A pikepdf.Stream object works like a PDF dictionary with some encoded bytes attached. The dictionary is metadata that describes how the stream is encoded. PDF can, and regularly does, use a variety of encoding filters. A stream can be encoded with one or more filters. Images are a type of stream object.

Most of the interesting content in a PDF (images and content streams) are inside stream objects.

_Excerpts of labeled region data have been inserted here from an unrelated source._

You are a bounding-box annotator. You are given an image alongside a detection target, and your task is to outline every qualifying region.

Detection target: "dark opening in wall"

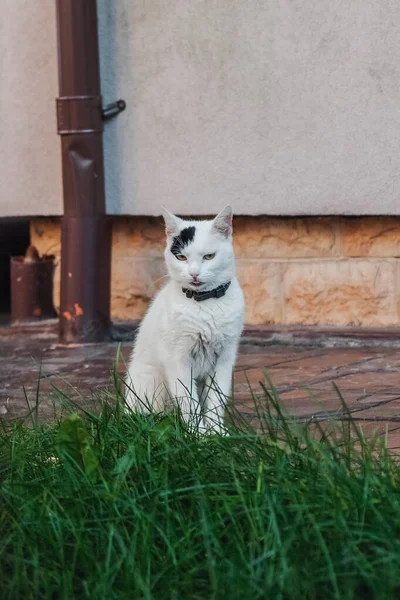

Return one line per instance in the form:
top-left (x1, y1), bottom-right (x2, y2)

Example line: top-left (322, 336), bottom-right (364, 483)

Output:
top-left (0, 217), bottom-right (30, 323)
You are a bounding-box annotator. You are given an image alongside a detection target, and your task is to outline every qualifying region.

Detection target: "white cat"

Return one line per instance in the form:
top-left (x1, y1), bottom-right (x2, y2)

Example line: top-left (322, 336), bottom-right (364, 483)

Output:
top-left (126, 206), bottom-right (244, 431)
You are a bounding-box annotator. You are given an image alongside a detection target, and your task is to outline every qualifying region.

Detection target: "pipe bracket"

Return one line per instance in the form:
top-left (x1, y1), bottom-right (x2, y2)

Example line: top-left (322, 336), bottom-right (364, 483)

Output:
top-left (101, 100), bottom-right (126, 121)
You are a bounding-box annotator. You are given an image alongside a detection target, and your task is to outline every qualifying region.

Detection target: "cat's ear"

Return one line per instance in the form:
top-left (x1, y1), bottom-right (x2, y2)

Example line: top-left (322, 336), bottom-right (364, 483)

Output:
top-left (212, 204), bottom-right (233, 237)
top-left (161, 206), bottom-right (182, 237)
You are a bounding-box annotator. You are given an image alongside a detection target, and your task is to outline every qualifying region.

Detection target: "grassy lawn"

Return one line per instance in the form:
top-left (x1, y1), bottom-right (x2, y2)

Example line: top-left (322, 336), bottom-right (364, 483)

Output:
top-left (0, 380), bottom-right (400, 600)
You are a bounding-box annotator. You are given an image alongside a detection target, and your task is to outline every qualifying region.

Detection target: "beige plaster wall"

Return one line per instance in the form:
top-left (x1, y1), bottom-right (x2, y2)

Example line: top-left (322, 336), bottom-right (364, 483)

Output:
top-left (0, 0), bottom-right (400, 215)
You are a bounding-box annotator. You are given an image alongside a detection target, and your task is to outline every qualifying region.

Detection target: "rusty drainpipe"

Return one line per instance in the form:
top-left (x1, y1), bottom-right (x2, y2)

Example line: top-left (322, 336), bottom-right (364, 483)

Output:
top-left (56, 0), bottom-right (124, 343)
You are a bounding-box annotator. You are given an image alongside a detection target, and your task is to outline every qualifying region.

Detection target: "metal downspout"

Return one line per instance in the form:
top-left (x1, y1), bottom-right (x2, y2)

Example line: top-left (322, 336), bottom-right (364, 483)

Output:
top-left (56, 0), bottom-right (111, 343)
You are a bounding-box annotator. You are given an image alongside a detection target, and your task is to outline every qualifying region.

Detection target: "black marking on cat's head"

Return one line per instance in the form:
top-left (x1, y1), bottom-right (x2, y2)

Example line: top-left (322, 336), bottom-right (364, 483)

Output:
top-left (171, 225), bottom-right (196, 254)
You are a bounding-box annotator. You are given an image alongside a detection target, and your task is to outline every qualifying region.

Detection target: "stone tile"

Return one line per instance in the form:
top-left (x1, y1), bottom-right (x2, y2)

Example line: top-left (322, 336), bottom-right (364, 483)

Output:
top-left (30, 217), bottom-right (61, 257)
top-left (233, 216), bottom-right (339, 258)
top-left (236, 259), bottom-right (282, 325)
top-left (282, 260), bottom-right (398, 327)
top-left (342, 217), bottom-right (400, 257)
top-left (111, 256), bottom-right (166, 320)
top-left (112, 217), bottom-right (165, 258)
top-left (30, 217), bottom-right (61, 311)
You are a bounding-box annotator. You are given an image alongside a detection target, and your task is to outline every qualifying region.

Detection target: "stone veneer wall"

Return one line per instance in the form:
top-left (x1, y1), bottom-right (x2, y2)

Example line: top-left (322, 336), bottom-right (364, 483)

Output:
top-left (31, 217), bottom-right (400, 327)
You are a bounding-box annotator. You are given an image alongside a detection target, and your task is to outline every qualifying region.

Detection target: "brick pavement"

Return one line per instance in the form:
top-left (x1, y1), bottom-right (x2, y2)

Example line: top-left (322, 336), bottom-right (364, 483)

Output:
top-left (0, 324), bottom-right (400, 448)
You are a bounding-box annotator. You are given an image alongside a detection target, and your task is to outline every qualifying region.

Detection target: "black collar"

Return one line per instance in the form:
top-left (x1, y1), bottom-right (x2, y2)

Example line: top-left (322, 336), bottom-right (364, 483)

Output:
top-left (182, 281), bottom-right (231, 302)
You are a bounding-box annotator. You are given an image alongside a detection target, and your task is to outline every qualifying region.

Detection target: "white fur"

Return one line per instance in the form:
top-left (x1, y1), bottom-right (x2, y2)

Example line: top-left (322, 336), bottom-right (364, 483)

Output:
top-left (126, 206), bottom-right (244, 431)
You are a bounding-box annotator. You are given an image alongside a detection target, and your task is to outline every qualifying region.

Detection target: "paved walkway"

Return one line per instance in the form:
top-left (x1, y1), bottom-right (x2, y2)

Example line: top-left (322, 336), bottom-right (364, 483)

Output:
top-left (0, 324), bottom-right (400, 448)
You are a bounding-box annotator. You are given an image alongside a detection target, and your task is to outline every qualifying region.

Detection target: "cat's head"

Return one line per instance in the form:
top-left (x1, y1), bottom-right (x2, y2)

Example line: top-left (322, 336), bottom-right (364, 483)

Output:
top-left (163, 206), bottom-right (235, 291)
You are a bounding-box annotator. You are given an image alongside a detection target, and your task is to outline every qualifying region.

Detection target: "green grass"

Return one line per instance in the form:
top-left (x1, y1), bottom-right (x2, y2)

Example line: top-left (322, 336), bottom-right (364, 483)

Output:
top-left (0, 380), bottom-right (400, 600)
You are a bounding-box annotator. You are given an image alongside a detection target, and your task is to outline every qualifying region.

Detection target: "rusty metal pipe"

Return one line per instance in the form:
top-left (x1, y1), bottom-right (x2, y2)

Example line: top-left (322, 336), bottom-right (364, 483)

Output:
top-left (56, 0), bottom-right (111, 343)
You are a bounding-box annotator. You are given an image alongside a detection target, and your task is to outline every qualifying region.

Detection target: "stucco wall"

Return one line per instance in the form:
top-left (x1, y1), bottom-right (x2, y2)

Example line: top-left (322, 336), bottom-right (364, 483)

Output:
top-left (0, 0), bottom-right (400, 215)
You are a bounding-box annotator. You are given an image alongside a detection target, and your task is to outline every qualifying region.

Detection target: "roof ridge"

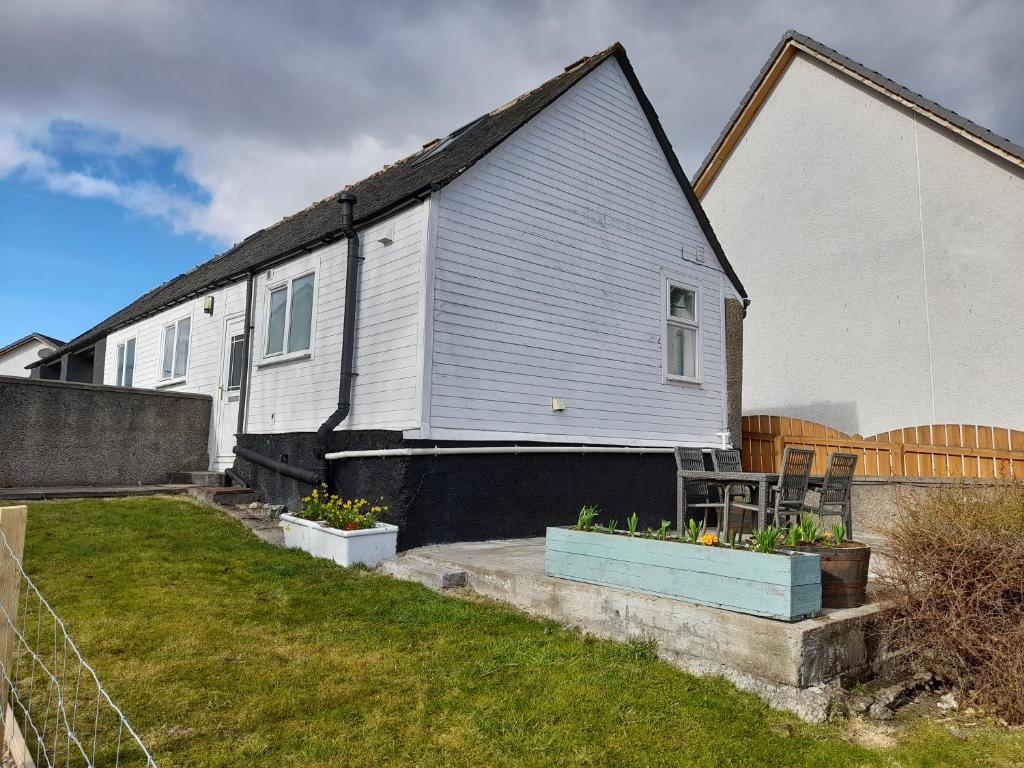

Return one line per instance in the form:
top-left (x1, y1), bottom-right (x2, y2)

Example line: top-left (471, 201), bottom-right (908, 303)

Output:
top-left (693, 29), bottom-right (1024, 189)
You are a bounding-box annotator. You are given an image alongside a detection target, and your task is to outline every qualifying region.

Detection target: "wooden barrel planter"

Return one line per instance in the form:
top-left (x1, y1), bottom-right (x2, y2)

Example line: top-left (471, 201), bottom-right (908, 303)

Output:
top-left (814, 542), bottom-right (871, 608)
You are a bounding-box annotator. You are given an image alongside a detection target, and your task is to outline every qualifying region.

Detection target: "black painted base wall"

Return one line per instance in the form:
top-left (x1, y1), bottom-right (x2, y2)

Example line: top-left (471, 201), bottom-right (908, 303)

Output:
top-left (234, 431), bottom-right (676, 549)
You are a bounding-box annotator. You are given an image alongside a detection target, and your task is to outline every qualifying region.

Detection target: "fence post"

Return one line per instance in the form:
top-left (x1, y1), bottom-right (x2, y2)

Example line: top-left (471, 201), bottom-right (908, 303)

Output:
top-left (0, 505), bottom-right (29, 735)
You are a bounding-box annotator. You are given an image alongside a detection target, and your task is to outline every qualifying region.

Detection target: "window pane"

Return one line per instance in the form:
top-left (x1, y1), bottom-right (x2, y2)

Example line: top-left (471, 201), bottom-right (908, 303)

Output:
top-left (174, 317), bottom-right (191, 376)
top-left (266, 288), bottom-right (288, 354)
top-left (117, 344), bottom-right (125, 387)
top-left (669, 326), bottom-right (697, 379)
top-left (669, 286), bottom-right (696, 321)
top-left (288, 274), bottom-right (313, 352)
top-left (227, 335), bottom-right (245, 390)
top-left (125, 339), bottom-right (135, 387)
top-left (161, 323), bottom-right (174, 379)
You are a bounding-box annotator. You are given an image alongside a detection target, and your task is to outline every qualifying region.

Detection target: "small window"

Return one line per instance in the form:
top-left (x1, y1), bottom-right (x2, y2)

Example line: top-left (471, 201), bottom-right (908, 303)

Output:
top-left (665, 283), bottom-right (700, 382)
top-left (265, 274), bottom-right (314, 357)
top-left (117, 339), bottom-right (135, 387)
top-left (160, 317), bottom-right (191, 379)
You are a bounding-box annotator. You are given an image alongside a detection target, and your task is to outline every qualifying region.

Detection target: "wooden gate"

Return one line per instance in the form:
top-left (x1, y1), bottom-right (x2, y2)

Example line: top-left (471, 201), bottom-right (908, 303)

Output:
top-left (742, 416), bottom-right (1024, 479)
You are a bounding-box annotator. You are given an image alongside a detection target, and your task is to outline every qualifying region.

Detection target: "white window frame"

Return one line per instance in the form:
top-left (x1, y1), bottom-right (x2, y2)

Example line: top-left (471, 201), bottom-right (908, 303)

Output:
top-left (157, 313), bottom-right (196, 387)
top-left (114, 335), bottom-right (138, 388)
top-left (662, 276), bottom-right (703, 384)
top-left (257, 268), bottom-right (319, 368)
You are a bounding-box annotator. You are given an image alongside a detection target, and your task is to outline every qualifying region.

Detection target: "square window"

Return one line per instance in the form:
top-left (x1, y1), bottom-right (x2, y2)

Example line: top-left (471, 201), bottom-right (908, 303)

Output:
top-left (665, 281), bottom-right (700, 383)
top-left (264, 273), bottom-right (315, 357)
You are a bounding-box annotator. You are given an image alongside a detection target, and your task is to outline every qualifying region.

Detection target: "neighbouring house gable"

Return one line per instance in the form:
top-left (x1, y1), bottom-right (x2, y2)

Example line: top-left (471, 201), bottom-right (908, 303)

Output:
top-left (693, 30), bottom-right (1024, 200)
top-left (429, 58), bottom-right (741, 444)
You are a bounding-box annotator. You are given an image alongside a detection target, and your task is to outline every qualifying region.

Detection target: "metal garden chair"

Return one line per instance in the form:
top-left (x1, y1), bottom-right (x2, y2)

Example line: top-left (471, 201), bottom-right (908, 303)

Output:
top-left (729, 447), bottom-right (814, 526)
top-left (806, 454), bottom-right (857, 539)
top-left (675, 447), bottom-right (725, 536)
top-left (711, 449), bottom-right (751, 541)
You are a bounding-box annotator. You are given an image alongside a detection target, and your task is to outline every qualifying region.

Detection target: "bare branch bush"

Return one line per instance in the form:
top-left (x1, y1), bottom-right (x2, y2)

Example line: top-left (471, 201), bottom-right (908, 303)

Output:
top-left (877, 484), bottom-right (1024, 724)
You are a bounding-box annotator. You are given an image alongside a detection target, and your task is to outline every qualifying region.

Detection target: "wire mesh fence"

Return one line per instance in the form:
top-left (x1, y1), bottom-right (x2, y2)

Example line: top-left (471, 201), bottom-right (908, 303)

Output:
top-left (0, 529), bottom-right (157, 768)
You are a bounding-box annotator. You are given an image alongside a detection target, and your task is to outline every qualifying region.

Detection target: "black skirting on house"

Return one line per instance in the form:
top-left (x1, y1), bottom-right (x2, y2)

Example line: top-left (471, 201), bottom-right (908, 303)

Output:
top-left (234, 430), bottom-right (676, 549)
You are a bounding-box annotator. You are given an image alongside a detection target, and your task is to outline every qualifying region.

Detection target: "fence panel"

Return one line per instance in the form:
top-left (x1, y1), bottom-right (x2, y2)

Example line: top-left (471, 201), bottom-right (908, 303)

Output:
top-left (0, 507), bottom-right (157, 768)
top-left (742, 416), bottom-right (1024, 479)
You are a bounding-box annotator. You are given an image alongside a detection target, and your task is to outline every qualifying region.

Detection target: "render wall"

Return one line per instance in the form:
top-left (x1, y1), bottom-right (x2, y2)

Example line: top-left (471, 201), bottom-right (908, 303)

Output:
top-left (423, 59), bottom-right (735, 445)
top-left (703, 54), bottom-right (1024, 434)
top-left (0, 376), bottom-right (210, 487)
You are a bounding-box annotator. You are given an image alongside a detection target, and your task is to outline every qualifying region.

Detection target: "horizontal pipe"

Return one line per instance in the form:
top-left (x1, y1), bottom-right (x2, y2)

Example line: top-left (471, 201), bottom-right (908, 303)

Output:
top-left (324, 445), bottom-right (675, 461)
top-left (233, 445), bottom-right (319, 485)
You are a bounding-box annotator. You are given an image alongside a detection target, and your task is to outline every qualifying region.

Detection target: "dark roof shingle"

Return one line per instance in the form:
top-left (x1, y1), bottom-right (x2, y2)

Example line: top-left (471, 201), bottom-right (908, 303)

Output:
top-left (693, 30), bottom-right (1024, 190)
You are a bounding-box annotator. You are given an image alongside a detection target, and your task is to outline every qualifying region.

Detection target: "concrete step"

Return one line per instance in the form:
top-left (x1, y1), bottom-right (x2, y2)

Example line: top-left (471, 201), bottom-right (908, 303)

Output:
top-left (170, 470), bottom-right (227, 488)
top-left (188, 485), bottom-right (259, 506)
top-left (377, 555), bottom-right (466, 592)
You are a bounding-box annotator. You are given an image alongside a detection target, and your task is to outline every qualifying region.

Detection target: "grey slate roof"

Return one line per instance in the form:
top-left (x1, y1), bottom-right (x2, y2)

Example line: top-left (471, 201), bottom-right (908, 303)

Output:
top-left (35, 43), bottom-right (745, 365)
top-left (0, 333), bottom-right (63, 360)
top-left (693, 30), bottom-right (1024, 188)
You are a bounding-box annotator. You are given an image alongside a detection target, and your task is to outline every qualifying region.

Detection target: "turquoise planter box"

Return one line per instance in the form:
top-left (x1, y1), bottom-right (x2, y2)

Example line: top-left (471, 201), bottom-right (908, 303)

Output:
top-left (544, 528), bottom-right (821, 622)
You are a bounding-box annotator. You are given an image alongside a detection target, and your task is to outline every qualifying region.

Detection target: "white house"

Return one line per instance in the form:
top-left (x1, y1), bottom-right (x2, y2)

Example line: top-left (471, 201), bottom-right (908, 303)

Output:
top-left (0, 333), bottom-right (63, 376)
top-left (694, 32), bottom-right (1024, 435)
top-left (36, 44), bottom-right (745, 545)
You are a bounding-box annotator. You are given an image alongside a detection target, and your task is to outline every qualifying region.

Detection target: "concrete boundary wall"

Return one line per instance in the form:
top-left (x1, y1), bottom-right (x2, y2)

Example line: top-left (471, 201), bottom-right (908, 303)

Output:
top-left (0, 376), bottom-right (212, 487)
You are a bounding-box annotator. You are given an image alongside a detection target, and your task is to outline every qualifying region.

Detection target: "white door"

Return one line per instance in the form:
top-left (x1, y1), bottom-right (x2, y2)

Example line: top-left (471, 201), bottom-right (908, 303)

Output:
top-left (213, 315), bottom-right (246, 469)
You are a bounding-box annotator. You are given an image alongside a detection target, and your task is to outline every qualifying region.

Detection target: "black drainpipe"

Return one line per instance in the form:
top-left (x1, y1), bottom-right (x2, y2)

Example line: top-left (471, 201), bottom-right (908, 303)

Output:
top-left (234, 271), bottom-right (255, 439)
top-left (316, 193), bottom-right (362, 486)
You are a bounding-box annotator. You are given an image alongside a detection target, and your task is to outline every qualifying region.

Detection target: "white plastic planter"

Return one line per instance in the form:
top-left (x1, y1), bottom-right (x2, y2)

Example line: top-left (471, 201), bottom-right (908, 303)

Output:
top-left (281, 514), bottom-right (398, 567)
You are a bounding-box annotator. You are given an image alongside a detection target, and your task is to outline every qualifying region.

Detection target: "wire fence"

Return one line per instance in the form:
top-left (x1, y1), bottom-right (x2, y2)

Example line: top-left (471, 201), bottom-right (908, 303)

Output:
top-left (0, 530), bottom-right (157, 768)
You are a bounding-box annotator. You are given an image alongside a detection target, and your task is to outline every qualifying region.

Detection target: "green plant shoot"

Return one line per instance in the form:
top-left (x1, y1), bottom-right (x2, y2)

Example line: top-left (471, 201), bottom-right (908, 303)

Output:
top-left (577, 504), bottom-right (601, 530)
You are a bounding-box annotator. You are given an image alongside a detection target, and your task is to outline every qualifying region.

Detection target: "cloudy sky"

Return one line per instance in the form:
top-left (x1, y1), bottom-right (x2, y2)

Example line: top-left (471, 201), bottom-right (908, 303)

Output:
top-left (0, 0), bottom-right (1024, 346)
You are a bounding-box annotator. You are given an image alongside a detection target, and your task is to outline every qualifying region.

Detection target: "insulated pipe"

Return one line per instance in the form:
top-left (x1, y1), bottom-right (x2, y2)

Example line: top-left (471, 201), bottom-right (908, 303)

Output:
top-left (324, 445), bottom-right (675, 461)
top-left (233, 445), bottom-right (319, 485)
top-left (316, 193), bottom-right (362, 485)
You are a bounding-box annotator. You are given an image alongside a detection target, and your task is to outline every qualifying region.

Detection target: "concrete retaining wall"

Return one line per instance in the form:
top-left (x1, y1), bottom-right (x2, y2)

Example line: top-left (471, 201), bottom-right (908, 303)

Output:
top-left (0, 376), bottom-right (212, 487)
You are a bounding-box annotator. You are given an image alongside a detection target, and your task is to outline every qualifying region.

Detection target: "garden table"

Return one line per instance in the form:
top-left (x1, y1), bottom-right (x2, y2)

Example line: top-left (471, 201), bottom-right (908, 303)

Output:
top-left (676, 469), bottom-right (778, 536)
top-left (676, 469), bottom-right (824, 536)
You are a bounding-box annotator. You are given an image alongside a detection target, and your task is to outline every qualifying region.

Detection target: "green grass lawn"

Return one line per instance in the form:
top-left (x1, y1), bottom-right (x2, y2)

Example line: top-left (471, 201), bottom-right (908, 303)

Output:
top-left (14, 499), bottom-right (1024, 768)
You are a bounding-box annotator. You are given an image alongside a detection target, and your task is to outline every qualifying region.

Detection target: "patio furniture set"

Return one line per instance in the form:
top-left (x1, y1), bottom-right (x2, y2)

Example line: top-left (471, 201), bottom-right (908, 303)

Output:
top-left (675, 447), bottom-right (857, 541)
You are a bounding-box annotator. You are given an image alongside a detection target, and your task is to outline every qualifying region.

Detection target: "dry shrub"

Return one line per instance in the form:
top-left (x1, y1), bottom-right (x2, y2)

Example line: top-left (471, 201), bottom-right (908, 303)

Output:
top-left (879, 484), bottom-right (1024, 723)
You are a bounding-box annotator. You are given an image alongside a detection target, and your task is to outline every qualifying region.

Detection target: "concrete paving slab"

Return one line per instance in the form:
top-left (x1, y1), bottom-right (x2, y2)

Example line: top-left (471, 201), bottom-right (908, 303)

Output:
top-left (386, 538), bottom-right (881, 721)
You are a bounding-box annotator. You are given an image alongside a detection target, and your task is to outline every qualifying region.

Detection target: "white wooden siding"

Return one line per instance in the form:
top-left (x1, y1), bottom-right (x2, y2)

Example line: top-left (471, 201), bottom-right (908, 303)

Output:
top-left (103, 281), bottom-right (246, 469)
top-left (427, 60), bottom-right (734, 444)
top-left (246, 205), bottom-right (425, 434)
top-left (103, 199), bottom-right (424, 457)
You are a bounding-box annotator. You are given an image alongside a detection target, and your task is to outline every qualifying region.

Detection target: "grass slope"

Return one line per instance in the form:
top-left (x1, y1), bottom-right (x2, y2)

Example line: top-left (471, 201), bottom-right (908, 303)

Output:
top-left (16, 499), bottom-right (1024, 768)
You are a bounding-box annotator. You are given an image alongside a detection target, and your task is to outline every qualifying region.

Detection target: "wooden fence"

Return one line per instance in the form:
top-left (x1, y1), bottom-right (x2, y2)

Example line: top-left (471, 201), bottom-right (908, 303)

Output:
top-left (742, 416), bottom-right (1024, 479)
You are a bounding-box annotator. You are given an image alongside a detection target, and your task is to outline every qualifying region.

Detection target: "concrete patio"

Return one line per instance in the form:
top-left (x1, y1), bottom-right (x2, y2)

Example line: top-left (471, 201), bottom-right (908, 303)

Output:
top-left (380, 538), bottom-right (881, 721)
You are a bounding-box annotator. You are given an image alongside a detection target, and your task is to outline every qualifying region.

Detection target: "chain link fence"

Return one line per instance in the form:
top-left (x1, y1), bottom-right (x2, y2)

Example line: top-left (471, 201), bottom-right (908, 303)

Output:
top-left (0, 507), bottom-right (157, 768)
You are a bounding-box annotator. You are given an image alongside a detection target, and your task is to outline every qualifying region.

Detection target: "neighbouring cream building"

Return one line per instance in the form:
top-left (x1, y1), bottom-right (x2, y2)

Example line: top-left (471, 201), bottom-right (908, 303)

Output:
top-left (693, 32), bottom-right (1024, 435)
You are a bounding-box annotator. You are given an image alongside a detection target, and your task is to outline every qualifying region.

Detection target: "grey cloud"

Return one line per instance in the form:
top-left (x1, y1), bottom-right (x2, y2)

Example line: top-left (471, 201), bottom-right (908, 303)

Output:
top-left (0, 0), bottom-right (1024, 237)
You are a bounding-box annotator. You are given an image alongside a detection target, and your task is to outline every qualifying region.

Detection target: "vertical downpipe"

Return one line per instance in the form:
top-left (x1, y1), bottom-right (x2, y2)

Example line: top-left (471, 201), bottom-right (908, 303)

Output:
top-left (316, 193), bottom-right (362, 486)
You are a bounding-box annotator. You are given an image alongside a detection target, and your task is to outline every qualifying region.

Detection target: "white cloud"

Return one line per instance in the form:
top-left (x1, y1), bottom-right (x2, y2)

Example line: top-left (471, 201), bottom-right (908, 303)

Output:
top-left (0, 0), bottom-right (1024, 243)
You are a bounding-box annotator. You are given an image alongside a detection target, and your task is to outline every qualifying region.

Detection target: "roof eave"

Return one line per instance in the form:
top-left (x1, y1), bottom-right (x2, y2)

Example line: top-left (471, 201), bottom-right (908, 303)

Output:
top-left (693, 30), bottom-right (1024, 199)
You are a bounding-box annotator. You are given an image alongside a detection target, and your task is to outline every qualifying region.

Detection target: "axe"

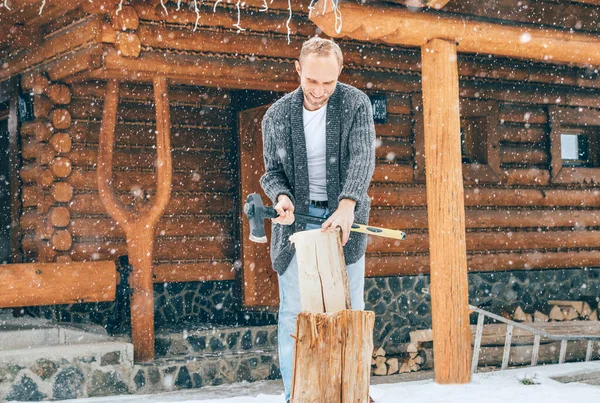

Because the PDF specification unfortunately defines several terms involve the word stream, let’s attempt to clarify:

Image of many species of fish

When it comes to taxonomy, software developers have it easy.

stream object
A PDF object that contains binary data and a metadata dictionary to describes it, represented as pikepdf.Stream. In HTML this is equivalent to a <object> tag with attributes and data.
object stream
A stream object (not a typo, an object stream really is a type of stream object) in a PDF that contains a number of other objects in a PDF, grouped together for better compression. In pikepdf there is an option to save PDFs with this feature enabled to improve compression. Otherwise, this is just a detail about how PDF files are encoded.
content stream
A stream object that contains some instructions to draw graphics and text on a page, or inside a Form XObject. In HTML this is equivalent to the HTML file itself. Content streams do not cross pages.
Form XObject
A group of images, text and drawing commands that can be rendered elsewhere in a PDF as a group. This is often used when a group of objects are needed at different scales or multiple pages. In HTML this is like an <svg>. It is not a fillable PDF form (although a fillable PDF form could involve Form XObjects).

Reading stream objects

Fortunately, pikepdf.Stream.read_bytes() will apply all filters and decode the uncompressed bytes, or throw an error if this is not possible. pikepdf.Stream.read_raw_bytes() provides access to the compressed bytes.

Three types of stream object are particularly noteworthy: content streams, which describe the order of drawing operators; images; and XMP metadata. pikepdf provides helper functions for working with these types of streams.